Die Technik mit dem raffiniertesten und subtilsten expressiven Gehalt, die Horaz in dieser wie in anderen Oden verwendet, um den seelischen Zuständen und inneren Bewegungen seiner Protagonisten Ausdruck zu verleihen, ist die direkte Rede als Darstellung eines inneren Monologs oder Selbstgesprächs. Dabei nimmt die Rede der Europa dramatische Färbung an, insofern sie sich in der Konfrontation mit der Stimme des Vaters gleichsam überschlägt: Ist doch die Stimme des Vaters wiederum Teil des Monologs der Tochter, sodaß die Tochter dem Vater die Stimme leiht – eine Technik der Selbstverdopplung, die uns singulär anmutet.
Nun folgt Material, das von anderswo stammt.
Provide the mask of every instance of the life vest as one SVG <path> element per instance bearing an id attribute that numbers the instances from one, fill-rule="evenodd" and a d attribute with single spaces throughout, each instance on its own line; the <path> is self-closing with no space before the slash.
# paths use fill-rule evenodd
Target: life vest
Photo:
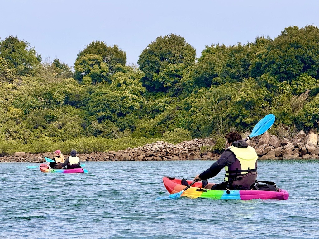
<path id="1" fill-rule="evenodd" d="M 238 148 L 231 145 L 226 150 L 234 153 L 236 159 L 230 166 L 225 166 L 225 181 L 231 181 L 238 176 L 251 172 L 257 172 L 258 156 L 252 147 Z"/>
<path id="2" fill-rule="evenodd" d="M 77 164 L 80 162 L 79 157 L 78 156 L 69 156 L 69 163 L 70 165 Z"/>
<path id="3" fill-rule="evenodd" d="M 62 163 L 63 162 L 62 162 L 62 159 L 61 158 L 59 157 L 57 157 L 56 156 L 54 157 L 54 160 L 56 161 L 56 162 L 58 163 Z"/>

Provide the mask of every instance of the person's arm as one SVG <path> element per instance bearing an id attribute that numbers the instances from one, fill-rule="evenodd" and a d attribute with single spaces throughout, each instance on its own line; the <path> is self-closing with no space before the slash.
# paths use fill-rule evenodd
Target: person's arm
<path id="1" fill-rule="evenodd" d="M 68 163 L 69 163 L 69 161 L 70 160 L 69 159 L 69 157 L 68 157 L 64 161 L 64 163 L 62 163 L 61 164 L 61 166 L 62 166 L 62 168 L 64 168 L 65 166 L 68 165 Z"/>
<path id="2" fill-rule="evenodd" d="M 213 177 L 218 174 L 225 166 L 227 166 L 230 163 L 232 163 L 235 159 L 235 155 L 232 152 L 228 150 L 225 151 L 221 154 L 218 160 L 214 163 L 209 169 L 196 176 L 195 179 L 205 180 Z"/>

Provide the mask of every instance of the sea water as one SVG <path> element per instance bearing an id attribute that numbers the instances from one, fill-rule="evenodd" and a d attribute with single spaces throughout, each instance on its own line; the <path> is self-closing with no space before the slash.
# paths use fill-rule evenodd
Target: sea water
<path id="1" fill-rule="evenodd" d="M 3 238 L 319 238 L 319 161 L 258 162 L 258 179 L 287 200 L 213 200 L 169 195 L 162 180 L 192 180 L 213 161 L 85 162 L 85 174 L 0 163 Z M 223 179 L 223 170 L 211 183 Z"/>

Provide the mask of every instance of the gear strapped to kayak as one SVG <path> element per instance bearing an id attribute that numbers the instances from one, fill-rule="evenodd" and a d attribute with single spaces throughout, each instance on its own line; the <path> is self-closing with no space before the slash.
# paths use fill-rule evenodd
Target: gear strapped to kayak
<path id="1" fill-rule="evenodd" d="M 163 181 L 165 188 L 171 194 L 180 192 L 185 188 L 182 185 L 182 180 L 174 177 L 164 177 Z M 260 181 L 259 183 L 271 182 Z M 193 183 L 187 190 L 184 190 L 180 195 L 193 198 L 205 198 L 214 199 L 235 199 L 249 200 L 251 199 L 275 199 L 287 200 L 289 196 L 288 192 L 283 189 L 278 189 L 278 191 L 257 190 L 218 190 L 204 189 L 201 190 L 201 182 L 187 181 L 189 184 Z"/>

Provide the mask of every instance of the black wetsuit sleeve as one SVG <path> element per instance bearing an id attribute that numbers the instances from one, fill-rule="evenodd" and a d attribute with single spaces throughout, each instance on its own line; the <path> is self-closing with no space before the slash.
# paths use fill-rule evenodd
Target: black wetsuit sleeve
<path id="1" fill-rule="evenodd" d="M 64 168 L 65 166 L 68 165 L 68 163 L 69 163 L 70 160 L 69 159 L 69 157 L 67 157 L 64 160 L 64 163 L 61 164 L 61 166 L 62 166 L 62 168 Z"/>
<path id="2" fill-rule="evenodd" d="M 234 153 L 229 150 L 225 151 L 217 161 L 211 167 L 199 175 L 199 178 L 202 180 L 215 177 L 225 166 L 229 166 L 235 162 L 236 159 Z"/>

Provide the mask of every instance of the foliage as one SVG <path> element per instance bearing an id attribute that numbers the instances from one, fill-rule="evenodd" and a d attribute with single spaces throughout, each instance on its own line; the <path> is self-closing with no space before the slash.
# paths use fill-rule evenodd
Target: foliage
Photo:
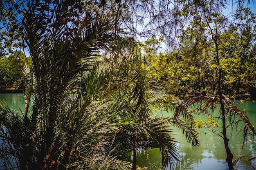
<path id="1" fill-rule="evenodd" d="M 0 85 L 24 86 L 23 68 L 31 62 L 30 58 L 27 58 L 22 51 L 16 51 L 8 57 L 3 56 L 0 62 Z"/>
<path id="2" fill-rule="evenodd" d="M 21 6 L 18 26 L 31 59 L 25 95 L 33 104 L 22 115 L 1 106 L 4 168 L 129 169 L 121 158 L 136 151 L 135 143 L 160 148 L 163 168 L 173 166 L 179 158 L 170 126 L 199 145 L 186 108 L 150 93 L 143 58 L 131 48 L 132 38 L 124 38 L 118 13 L 106 1 L 91 2 Z M 110 3 L 118 11 L 119 2 Z M 159 106 L 175 116 L 153 117 Z"/>

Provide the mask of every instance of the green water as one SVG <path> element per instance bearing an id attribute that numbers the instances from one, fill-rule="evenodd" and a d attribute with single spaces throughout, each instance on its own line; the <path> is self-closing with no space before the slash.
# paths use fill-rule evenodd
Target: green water
<path id="1" fill-rule="evenodd" d="M 4 101 L 9 107 L 18 112 L 25 110 L 24 98 L 23 94 L 0 94 L 0 100 Z M 247 115 L 253 125 L 256 126 L 256 104 L 254 101 L 245 101 Z M 162 114 L 159 113 L 157 114 Z M 168 115 L 169 113 L 163 113 L 164 115 Z M 241 125 L 242 126 L 242 125 Z M 220 131 L 221 127 L 215 129 Z M 231 135 L 229 128 L 228 129 L 228 137 L 230 139 L 229 143 L 234 159 L 244 155 L 250 153 L 252 148 L 256 147 L 254 144 L 250 144 L 244 146 L 242 150 L 241 144 L 242 143 L 242 133 L 235 135 L 235 132 Z M 200 145 L 199 147 L 192 147 L 187 144 L 184 137 L 180 132 L 174 128 L 173 132 L 176 135 L 175 137 L 179 141 L 177 144 L 180 150 L 182 163 L 177 164 L 175 170 L 228 170 L 227 165 L 225 161 L 226 152 L 223 139 L 212 132 L 202 132 L 200 135 Z M 200 129 L 201 132 L 207 132 Z M 250 137 L 248 140 L 251 139 Z M 147 151 L 148 158 L 151 164 L 146 160 L 145 154 L 143 152 L 139 152 L 138 158 L 138 165 L 141 167 L 149 166 L 152 170 L 160 169 L 161 159 L 158 149 L 152 149 Z M 251 153 L 256 155 L 256 153 Z M 242 161 L 236 168 L 241 170 L 256 169 L 256 161 L 253 163 L 253 167 L 247 161 Z M 170 169 L 168 168 L 168 169 Z"/>
<path id="2" fill-rule="evenodd" d="M 234 101 L 235 102 L 235 101 Z M 255 101 L 246 101 L 244 102 L 244 106 L 252 125 L 256 126 L 256 104 Z M 241 106 L 243 108 L 244 106 Z M 160 115 L 161 113 L 157 113 Z M 169 113 L 163 112 L 164 116 Z M 215 128 L 216 130 L 220 132 L 222 130 L 221 124 Z M 240 127 L 243 127 L 240 124 Z M 233 133 L 230 128 L 227 129 L 228 137 L 230 139 L 229 142 L 229 147 L 234 155 L 234 159 L 246 155 L 256 155 L 255 150 L 251 152 L 253 148 L 256 147 L 256 144 L 250 143 L 244 146 L 242 150 L 243 143 L 243 132 L 238 135 L 236 134 L 236 130 Z M 228 170 L 228 167 L 225 159 L 226 157 L 226 151 L 223 139 L 217 135 L 212 132 L 209 132 L 205 129 L 200 129 L 202 133 L 200 135 L 200 146 L 199 147 L 193 147 L 186 144 L 186 139 L 182 135 L 181 132 L 176 129 L 172 130 L 175 137 L 178 141 L 177 144 L 180 151 L 180 157 L 182 161 L 180 164 L 177 163 L 175 170 Z M 204 132 L 205 132 L 204 133 Z M 252 139 L 251 136 L 249 136 L 247 140 Z M 147 152 L 145 151 L 139 152 L 138 165 L 140 167 L 149 167 L 151 170 L 160 169 L 161 158 L 159 150 L 157 149 L 150 150 Z M 145 159 L 145 155 L 150 161 L 150 164 Z M 131 159 L 131 155 L 130 155 Z M 127 161 L 130 160 L 128 158 Z M 256 161 L 252 163 L 252 166 L 246 161 L 243 161 L 237 164 L 235 168 L 241 170 L 256 170 Z M 168 167 L 167 170 L 171 168 Z"/>
<path id="3" fill-rule="evenodd" d="M 25 111 L 25 101 L 23 93 L 0 94 L 0 101 L 6 103 L 13 110 L 20 113 Z"/>

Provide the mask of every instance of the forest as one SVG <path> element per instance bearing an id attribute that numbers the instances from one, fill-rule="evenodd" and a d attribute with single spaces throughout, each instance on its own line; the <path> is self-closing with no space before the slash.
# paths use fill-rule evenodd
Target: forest
<path id="1" fill-rule="evenodd" d="M 256 98 L 250 3 L 2 0 L 0 86 L 22 87 L 33 104 L 18 114 L 0 103 L 0 167 L 142 170 L 137 151 L 159 148 L 161 169 L 174 169 L 171 128 L 195 147 L 198 128 L 214 128 L 217 118 L 227 168 L 255 161 L 255 150 L 234 159 L 227 134 L 256 141 L 246 110 L 230 99 Z M 200 114 L 208 119 L 199 124 Z"/>

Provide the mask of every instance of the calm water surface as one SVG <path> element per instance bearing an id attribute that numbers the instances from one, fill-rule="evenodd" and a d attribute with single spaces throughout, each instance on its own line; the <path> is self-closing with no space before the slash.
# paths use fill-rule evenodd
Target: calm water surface
<path id="1" fill-rule="evenodd" d="M 0 94 L 0 100 L 4 101 L 9 106 L 13 109 L 20 113 L 20 110 L 24 112 L 25 110 L 24 98 L 23 94 Z M 247 115 L 253 125 L 256 126 L 256 104 L 255 101 L 245 101 Z M 156 114 L 162 115 L 159 113 Z M 164 112 L 164 115 L 169 115 L 170 113 Z M 241 125 L 242 126 L 242 125 Z M 217 130 L 221 130 L 219 126 L 216 129 Z M 229 129 L 228 134 L 230 139 L 229 143 L 234 159 L 239 156 L 250 154 L 254 147 L 256 147 L 254 144 L 250 144 L 244 146 L 242 151 L 241 144 L 242 143 L 242 133 L 237 135 L 235 135 L 235 132 L 231 135 Z M 184 137 L 181 135 L 180 131 L 174 129 L 173 132 L 175 133 L 175 137 L 179 141 L 178 146 L 180 150 L 182 163 L 177 165 L 175 170 L 228 170 L 227 165 L 225 161 L 226 152 L 223 139 L 217 135 L 206 130 L 200 129 L 202 133 L 200 135 L 200 145 L 199 147 L 192 147 L 186 143 Z M 205 133 L 204 132 L 206 132 Z M 248 140 L 252 139 L 250 137 Z M 148 159 L 150 163 L 146 161 L 145 154 L 140 152 L 138 158 L 138 165 L 141 167 L 150 167 L 151 170 L 159 170 L 161 167 L 161 159 L 158 149 L 148 150 Z M 256 153 L 251 153 L 255 155 Z M 240 163 L 236 168 L 241 170 L 251 170 L 256 169 L 256 161 L 253 163 L 252 167 L 246 161 Z M 170 168 L 168 168 L 170 169 Z"/>

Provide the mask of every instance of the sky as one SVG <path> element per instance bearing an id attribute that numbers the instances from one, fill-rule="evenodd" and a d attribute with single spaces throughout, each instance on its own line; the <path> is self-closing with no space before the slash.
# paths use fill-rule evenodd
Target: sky
<path id="1" fill-rule="evenodd" d="M 237 3 L 236 3 L 235 2 L 236 2 L 237 0 L 229 0 L 229 3 L 231 4 L 233 2 L 234 9 L 236 9 L 237 7 Z M 256 14 L 256 0 L 245 0 L 244 6 L 245 7 L 248 7 L 249 8 L 250 8 L 252 12 Z M 230 5 L 229 7 L 227 7 L 228 9 L 227 10 L 227 14 L 230 13 L 232 10 L 232 6 L 231 5 Z M 234 10 L 234 9 L 233 9 L 233 10 Z M 143 41 L 142 40 L 142 41 Z M 28 52 L 27 50 L 25 50 L 25 52 L 27 56 L 29 56 L 30 55 L 29 53 Z"/>

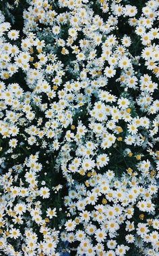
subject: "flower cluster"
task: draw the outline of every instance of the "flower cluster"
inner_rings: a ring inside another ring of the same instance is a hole
[[[2,8],[0,252],[158,255],[158,7]]]

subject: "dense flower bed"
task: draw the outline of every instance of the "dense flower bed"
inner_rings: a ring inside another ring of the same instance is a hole
[[[0,1],[0,253],[159,255],[159,1]]]

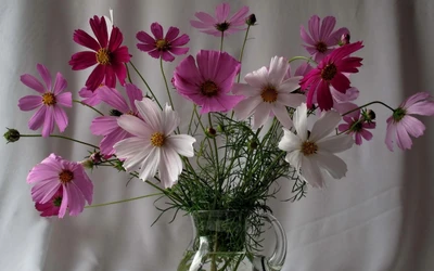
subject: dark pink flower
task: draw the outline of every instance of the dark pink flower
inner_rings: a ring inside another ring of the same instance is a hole
[[[120,46],[124,40],[123,34],[119,28],[113,26],[108,37],[104,17],[93,16],[89,22],[97,40],[78,29],[74,31],[74,41],[92,51],[75,53],[71,57],[69,65],[74,70],[79,70],[98,64],[86,81],[86,87],[90,90],[95,90],[104,79],[107,87],[114,88],[116,77],[120,85],[124,85],[127,77],[125,63],[129,62],[131,56],[128,48]]]
[[[227,112],[243,100],[242,95],[228,95],[240,67],[226,52],[201,50],[195,61],[189,55],[179,63],[174,85],[179,94],[202,106],[201,114]]]
[[[61,73],[58,73],[54,86],[52,86],[51,75],[47,67],[41,64],[36,67],[46,86],[31,75],[22,75],[21,81],[39,92],[40,95],[23,96],[18,101],[18,107],[22,111],[39,108],[28,121],[28,128],[37,130],[43,125],[42,137],[47,138],[54,131],[54,122],[61,132],[67,127],[68,118],[61,106],[72,107],[73,96],[71,92],[62,93],[66,89],[67,82]]]
[[[245,22],[247,18],[248,7],[243,7],[230,18],[230,5],[229,3],[221,3],[216,8],[216,17],[205,12],[196,12],[194,16],[199,21],[191,20],[190,24],[201,29],[202,33],[206,33],[216,37],[220,37],[222,34],[228,36],[237,31],[245,29]]]
[[[115,111],[112,111],[112,116],[97,117],[92,120],[90,126],[90,130],[93,134],[104,137],[100,142],[100,150],[101,154],[105,157],[110,157],[115,153],[115,150],[113,149],[114,144],[123,139],[132,137],[132,134],[117,125],[118,117],[124,114],[136,117],[139,116],[135,101],[141,101],[143,99],[142,91],[132,83],[126,83],[125,89],[129,100],[129,105],[116,89],[104,87],[99,93],[101,101],[115,108]]]
[[[410,136],[419,138],[423,134],[425,126],[412,115],[434,115],[434,101],[430,93],[418,92],[409,96],[387,118],[385,143],[392,152],[395,140],[399,149],[409,150],[412,145]]]
[[[47,212],[55,211],[44,204],[51,202],[54,205],[55,195],[62,189],[60,218],[65,216],[66,209],[69,209],[69,216],[77,216],[84,210],[86,202],[92,203],[93,184],[81,164],[65,160],[55,154],[36,165],[28,173],[27,182],[35,184],[31,198],[38,204],[37,209]]]
[[[353,117],[344,116],[343,119],[346,124],[340,125],[337,130],[341,132],[347,131],[346,133],[354,134],[357,145],[361,145],[361,138],[366,141],[372,139],[372,133],[368,131],[368,129],[374,129],[376,124],[374,121],[367,121],[363,116],[360,115],[360,111],[356,111]]]
[[[314,94],[317,94],[318,106],[322,111],[329,111],[333,106],[333,98],[330,86],[345,93],[349,88],[349,79],[344,73],[358,73],[361,66],[361,57],[349,54],[363,48],[360,41],[335,49],[326,56],[318,66],[310,70],[301,81],[302,89],[308,89],[307,106],[312,107]]]
[[[151,25],[151,31],[155,38],[152,38],[145,31],[139,31],[136,37],[142,43],[137,43],[140,51],[148,52],[154,59],[162,57],[164,61],[173,62],[174,54],[181,55],[189,51],[189,48],[181,48],[186,46],[190,38],[186,34],[179,35],[177,27],[170,26],[164,36],[163,27],[158,23]]]
[[[342,27],[333,31],[336,25],[336,18],[333,16],[327,16],[320,24],[320,17],[314,15],[309,20],[309,34],[307,34],[305,27],[302,25],[299,34],[302,39],[307,44],[304,46],[309,54],[316,62],[321,61],[326,55],[330,54],[337,44],[341,42],[342,35],[349,34],[349,30]]]

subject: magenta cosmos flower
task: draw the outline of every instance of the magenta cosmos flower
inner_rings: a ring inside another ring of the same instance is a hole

Oder sollen wir sagen, daß schon der Monolog der Europa unterschwellig von der aus der Ferne grollenden Stimme des Vaters (wir sagen: aus der Tiefe ihres Inneren aufsteigenden Stimme des Vaters) gleichsam vibriert? Denn natürlich spricht hier die Tochter als pura virgo, als Tochter aus gutem Haus, die dem römischen pater familias untertan ist und ihm ihre Unschuld und jungfräuliche Unversehrtheit gleichsam als Pfand ausgehändigt hat. Sie hat dieses Pfand nicht nur ohne den Segen des Vaters entwertet, sondern darüber hinaus in sittlich verwerflicher Weise, indem sie sich einem wilden Tier hingab. Die Ungeheuerlichkeit, mit der hier die Tabuverletzung ausgetragen wird und die im Todeswunsch der Tochter und im Todesfluch des Vaters gipfelt, erinnert uns an die Vehemenz, mit der die geschändete Lucretia ihre verletzte Ehre als matrona mit dem Tod zu sühnen gedachte.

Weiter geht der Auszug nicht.